Thomas Cook Airlines Scandinavia Airbus A330-343X OY-VKG seen arriving on runway 22 at London Stansted (EGSS, STN). Picture: Thomas Saunders.

LONDON – The Thomas Cook Group has posted a 30% drop in its shares value following the second profit warning that has been released this year. The company claims that the heat wave that hit the UK this year had encouraged people to stay home rather than to travel abroad to usual summer destinations.

Peter Fankhauser, CEO of The Thomas Cook Group said that 2018 has been “a disappointing year.”

Thomas Cook Airlines Scandinavia Airbus A330-343X OY-VKG seen arriving on runway 22 at London Stansted (EGSS, STN). Picture: Thomas Saunders.

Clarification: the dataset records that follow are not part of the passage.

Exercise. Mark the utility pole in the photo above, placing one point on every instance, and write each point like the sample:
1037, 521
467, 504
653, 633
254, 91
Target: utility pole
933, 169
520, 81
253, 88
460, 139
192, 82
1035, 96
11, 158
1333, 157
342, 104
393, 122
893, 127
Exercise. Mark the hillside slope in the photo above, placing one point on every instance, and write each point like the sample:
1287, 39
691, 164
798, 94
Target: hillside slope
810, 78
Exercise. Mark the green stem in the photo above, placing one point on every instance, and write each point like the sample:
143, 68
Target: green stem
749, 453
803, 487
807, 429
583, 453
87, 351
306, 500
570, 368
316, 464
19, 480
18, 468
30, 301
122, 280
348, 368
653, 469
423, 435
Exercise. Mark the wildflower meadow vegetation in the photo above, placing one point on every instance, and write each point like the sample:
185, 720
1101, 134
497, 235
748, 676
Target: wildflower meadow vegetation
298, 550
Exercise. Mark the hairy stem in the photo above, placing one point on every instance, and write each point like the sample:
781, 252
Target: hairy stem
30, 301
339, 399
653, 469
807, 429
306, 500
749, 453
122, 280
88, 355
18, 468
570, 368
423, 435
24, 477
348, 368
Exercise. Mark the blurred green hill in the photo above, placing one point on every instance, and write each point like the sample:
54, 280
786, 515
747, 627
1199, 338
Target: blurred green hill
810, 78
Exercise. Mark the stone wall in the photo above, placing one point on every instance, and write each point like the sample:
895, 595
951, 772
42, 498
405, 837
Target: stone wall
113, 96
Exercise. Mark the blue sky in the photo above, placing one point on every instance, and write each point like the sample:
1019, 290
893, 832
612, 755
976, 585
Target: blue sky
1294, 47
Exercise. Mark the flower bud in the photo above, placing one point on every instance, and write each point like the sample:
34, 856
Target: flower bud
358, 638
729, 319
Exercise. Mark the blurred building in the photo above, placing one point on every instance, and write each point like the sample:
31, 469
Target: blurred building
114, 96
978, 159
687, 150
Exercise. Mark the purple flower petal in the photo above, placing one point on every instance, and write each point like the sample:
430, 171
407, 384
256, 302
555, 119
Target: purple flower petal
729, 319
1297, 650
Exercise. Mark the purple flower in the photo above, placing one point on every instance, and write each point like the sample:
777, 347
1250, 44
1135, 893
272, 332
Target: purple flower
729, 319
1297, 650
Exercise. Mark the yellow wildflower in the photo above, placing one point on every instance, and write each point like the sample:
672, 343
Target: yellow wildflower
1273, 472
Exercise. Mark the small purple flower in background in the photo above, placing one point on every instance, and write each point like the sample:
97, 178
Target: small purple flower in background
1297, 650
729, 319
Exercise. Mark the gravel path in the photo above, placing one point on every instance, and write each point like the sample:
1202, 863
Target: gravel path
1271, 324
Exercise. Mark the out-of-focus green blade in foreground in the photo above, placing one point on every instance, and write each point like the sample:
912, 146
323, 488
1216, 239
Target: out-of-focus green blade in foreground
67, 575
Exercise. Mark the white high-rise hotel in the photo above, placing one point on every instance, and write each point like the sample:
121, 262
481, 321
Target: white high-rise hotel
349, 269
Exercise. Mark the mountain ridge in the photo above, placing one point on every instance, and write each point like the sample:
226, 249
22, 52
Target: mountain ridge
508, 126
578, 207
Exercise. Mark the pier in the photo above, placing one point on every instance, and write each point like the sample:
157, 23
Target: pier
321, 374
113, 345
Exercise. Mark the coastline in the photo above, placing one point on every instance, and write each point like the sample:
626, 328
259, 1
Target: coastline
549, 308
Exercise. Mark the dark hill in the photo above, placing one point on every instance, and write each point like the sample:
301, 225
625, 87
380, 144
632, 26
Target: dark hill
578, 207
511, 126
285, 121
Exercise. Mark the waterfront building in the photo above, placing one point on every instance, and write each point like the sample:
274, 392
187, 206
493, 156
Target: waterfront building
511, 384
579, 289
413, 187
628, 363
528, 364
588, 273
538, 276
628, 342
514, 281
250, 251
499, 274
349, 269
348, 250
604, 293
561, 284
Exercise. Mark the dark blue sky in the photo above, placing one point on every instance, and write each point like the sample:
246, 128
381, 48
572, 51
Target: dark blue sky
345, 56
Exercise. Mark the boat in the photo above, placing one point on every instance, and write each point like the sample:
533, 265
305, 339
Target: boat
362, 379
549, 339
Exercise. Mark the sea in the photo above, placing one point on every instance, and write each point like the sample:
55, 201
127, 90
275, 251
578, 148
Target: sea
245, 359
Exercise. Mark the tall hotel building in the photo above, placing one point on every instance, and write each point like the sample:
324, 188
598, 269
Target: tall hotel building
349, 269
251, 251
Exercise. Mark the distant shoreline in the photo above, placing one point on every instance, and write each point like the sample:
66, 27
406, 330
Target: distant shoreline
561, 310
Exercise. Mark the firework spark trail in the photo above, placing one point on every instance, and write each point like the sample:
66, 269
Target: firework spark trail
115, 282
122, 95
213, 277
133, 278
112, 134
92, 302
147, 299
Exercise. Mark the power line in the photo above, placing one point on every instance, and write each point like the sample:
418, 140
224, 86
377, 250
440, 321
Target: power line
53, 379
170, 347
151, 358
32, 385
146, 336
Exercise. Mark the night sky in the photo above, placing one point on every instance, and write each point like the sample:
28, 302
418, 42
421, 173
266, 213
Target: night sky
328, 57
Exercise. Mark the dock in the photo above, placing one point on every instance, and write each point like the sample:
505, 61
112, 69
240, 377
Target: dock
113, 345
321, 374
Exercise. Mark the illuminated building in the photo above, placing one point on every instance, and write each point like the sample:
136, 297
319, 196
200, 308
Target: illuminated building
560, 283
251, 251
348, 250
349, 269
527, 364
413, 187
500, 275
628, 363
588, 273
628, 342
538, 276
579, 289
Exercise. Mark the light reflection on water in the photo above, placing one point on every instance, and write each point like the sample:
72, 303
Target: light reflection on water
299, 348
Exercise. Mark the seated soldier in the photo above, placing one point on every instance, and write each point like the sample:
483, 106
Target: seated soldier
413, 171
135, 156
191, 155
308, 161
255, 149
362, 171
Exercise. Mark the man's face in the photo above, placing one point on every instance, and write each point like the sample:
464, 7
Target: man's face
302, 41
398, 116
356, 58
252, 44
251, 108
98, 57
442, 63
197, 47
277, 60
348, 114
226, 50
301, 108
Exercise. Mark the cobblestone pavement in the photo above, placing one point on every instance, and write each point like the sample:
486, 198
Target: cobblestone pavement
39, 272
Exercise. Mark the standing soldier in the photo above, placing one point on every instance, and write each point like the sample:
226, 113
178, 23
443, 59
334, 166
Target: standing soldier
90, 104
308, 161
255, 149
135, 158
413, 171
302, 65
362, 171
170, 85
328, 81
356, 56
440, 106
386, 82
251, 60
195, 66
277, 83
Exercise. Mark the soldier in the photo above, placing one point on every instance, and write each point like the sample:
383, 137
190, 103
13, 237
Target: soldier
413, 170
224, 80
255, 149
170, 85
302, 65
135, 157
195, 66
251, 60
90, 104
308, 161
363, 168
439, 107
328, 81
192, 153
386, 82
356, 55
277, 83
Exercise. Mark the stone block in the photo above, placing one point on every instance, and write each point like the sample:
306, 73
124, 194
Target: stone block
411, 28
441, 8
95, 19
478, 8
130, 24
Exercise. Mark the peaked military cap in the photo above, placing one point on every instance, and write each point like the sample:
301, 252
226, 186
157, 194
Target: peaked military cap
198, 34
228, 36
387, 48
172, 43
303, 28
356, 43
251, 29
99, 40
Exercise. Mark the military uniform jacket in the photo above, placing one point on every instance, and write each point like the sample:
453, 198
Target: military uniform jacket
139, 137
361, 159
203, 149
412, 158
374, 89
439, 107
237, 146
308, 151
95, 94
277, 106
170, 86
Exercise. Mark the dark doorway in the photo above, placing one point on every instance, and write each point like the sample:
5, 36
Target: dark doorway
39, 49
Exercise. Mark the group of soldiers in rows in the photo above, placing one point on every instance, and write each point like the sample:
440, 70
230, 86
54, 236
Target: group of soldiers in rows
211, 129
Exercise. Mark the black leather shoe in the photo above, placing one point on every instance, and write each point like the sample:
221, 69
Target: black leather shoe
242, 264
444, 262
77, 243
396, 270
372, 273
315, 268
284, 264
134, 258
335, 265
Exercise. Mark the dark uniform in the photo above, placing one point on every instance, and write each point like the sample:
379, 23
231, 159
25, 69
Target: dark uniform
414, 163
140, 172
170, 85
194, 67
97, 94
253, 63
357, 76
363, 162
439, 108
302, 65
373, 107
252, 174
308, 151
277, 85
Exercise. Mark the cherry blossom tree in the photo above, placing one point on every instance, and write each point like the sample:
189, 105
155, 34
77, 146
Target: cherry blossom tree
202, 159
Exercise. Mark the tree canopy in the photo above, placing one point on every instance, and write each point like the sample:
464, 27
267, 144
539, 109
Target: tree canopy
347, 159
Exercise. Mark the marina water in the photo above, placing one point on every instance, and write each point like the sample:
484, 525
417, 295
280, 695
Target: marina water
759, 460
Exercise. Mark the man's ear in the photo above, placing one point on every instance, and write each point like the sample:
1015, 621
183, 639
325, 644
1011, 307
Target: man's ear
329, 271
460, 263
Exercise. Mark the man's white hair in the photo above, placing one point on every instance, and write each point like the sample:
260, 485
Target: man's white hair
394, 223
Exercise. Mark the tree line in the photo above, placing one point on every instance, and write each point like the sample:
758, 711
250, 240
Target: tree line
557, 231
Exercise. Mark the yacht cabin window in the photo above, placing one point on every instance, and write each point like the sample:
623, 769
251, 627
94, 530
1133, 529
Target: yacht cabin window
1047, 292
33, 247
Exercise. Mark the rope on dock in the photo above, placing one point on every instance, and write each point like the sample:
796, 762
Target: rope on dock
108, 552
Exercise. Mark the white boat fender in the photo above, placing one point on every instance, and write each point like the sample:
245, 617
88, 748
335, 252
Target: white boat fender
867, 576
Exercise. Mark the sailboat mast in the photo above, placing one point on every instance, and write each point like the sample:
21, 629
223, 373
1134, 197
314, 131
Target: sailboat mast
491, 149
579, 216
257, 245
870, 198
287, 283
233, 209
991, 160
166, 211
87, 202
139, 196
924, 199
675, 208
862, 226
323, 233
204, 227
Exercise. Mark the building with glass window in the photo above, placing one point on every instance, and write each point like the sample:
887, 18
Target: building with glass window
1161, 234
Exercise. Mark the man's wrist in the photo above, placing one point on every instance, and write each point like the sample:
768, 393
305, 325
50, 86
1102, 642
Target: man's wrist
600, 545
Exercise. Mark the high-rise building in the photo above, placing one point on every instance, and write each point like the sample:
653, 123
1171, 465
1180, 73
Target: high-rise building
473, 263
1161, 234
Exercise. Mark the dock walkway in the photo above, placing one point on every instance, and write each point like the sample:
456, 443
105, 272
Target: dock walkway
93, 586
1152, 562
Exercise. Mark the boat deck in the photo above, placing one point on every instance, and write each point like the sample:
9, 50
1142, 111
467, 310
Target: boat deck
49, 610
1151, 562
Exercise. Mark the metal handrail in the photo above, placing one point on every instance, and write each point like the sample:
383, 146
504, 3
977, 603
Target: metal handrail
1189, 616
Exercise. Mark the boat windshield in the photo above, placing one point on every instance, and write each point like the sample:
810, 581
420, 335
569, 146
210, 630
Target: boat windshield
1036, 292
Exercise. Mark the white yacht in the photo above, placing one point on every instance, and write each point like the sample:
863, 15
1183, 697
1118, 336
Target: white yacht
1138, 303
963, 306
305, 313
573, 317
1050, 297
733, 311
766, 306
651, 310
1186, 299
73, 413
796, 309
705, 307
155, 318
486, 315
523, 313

“After a good start, we experienced a larger-than-anticipated decline in gross margin, following the prolonged period of hot weather in our key summer trading period,” he said.

“From May to September, the heatwave across Europe meant customers delayed booking trips abroad, leaving us with too much to sell in a heavily competitive market,” Frankhauser explained.

Reportedly, even though the group’s revenue was £9.6 billion, up 6% on a like-for-like basis, its EBIT was only £250 million, a significant decrease of  £58 million.

The leisure group also reports that bookings for the winter season are down by 3%, which they attributed to the “knock-on effect” of this year’s heatwave.

It is believed that this announcement caused mirror effects on rival TUI, who also saw its shares fall by 7% once Thomas Cook unveiled its results.

Boeing 737 MAX 8 TUI

Despite the poor numbers, Thomas Cook Group notes that these drops are also attributed to rising fuel and oil costs, something that has affected several airlines this year.

With the airline being hurt by lower-than-normal demand and the uncertainty of BREXIT still waiting to be accounted for, The Thomas Cook Group will continue to make plans to look into the future on how best to bounce back from what has been a very disapointing year.